= Chris Stark (climate expert) =

British climate policy adviser and entrepreneur

Chris Stark is a British climate policy adviser and public official, who specialises in the interplay between climate change policy and business. In July 2024, he was announced as the head of a new Mission Control centre for clean energy. He is also an Honorary Professor at Glasgow University and a Fellow of the Royal Society of Edinburgh.

Stark is a former chief executive of the UK’s Climate Change Committee, where he became known for recommending a net zero target which has since been implemented into law – reportedly a first among major economies. He was also briefly chief executive of British climate change consultancy Carbon Trust.

== Career ==
Early in his career, Stark held a number of roles at HM Treasury and the Department for Business, Innovation and Skills, as it was then known. In May 2016, he was named director of energy and climate change in the Scottish Government, a position he held until April 2018.

Stark served as chief executive of the Climate Change Committee between April 2018 and April 2024. His leadership of the Committee is credited for recommending a UK net zero target for greenhouse gas emissions by 2050, which is now in law.

In January 2024, Stark was announced as the chief executive of British climate change consultancy Carbon Trust.

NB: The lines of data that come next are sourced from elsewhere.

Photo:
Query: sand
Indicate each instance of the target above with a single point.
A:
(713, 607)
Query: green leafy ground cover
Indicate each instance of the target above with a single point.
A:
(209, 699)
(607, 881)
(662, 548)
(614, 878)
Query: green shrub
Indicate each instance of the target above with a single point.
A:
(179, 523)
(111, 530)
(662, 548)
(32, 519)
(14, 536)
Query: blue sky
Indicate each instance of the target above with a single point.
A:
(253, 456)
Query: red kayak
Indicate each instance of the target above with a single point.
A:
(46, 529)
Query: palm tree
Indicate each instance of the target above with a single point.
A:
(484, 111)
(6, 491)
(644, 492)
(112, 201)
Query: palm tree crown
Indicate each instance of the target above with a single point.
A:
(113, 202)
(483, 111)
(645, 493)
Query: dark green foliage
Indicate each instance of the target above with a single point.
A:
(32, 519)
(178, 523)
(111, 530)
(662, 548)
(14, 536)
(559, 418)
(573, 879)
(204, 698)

He took office in April that same year.

Three months later – following the election of the Labour Party in the UK’s general election on 4 July 2024 – Stark was appointed by Energy Security Secretary Ed Miliband as head of the new Mission Control centre dedicated to providing the UK with clean energy.

Stark has been an Honorary Professor at the University of Glasgow’s Centre for Public Policy since November 2023, and a Fellow of the Royal Society of Edinburgh since April 2024. He sits on the boards of the V&A Dundee and climate charity Murmur.

== Accolades ==
On leaving the Climate Change Committee, Stark was described by Professor Piers Forster as “a dedicated public servant.” The Guardian newspaper praised him for his management of the Committee at a time when the Conservative government was reportedly briefing against statutory watchdogs, and for "his steady insistence on telling the government truths it did not want to hear."

The then Energy Security Secretary Claire Coutinho credited his leadership of the Committee with many advances, including helping the UK become “the first major economy to put our net zero commitments into law, with the UK becoming the first country in the G20 to halve its carbon emissions.”

On his appointment as chief executive of Carbon Trust, Stark was described by Julia King, Baroness Brown of Cambridge, as “a leader in the climate action space, both within the UK and globally.”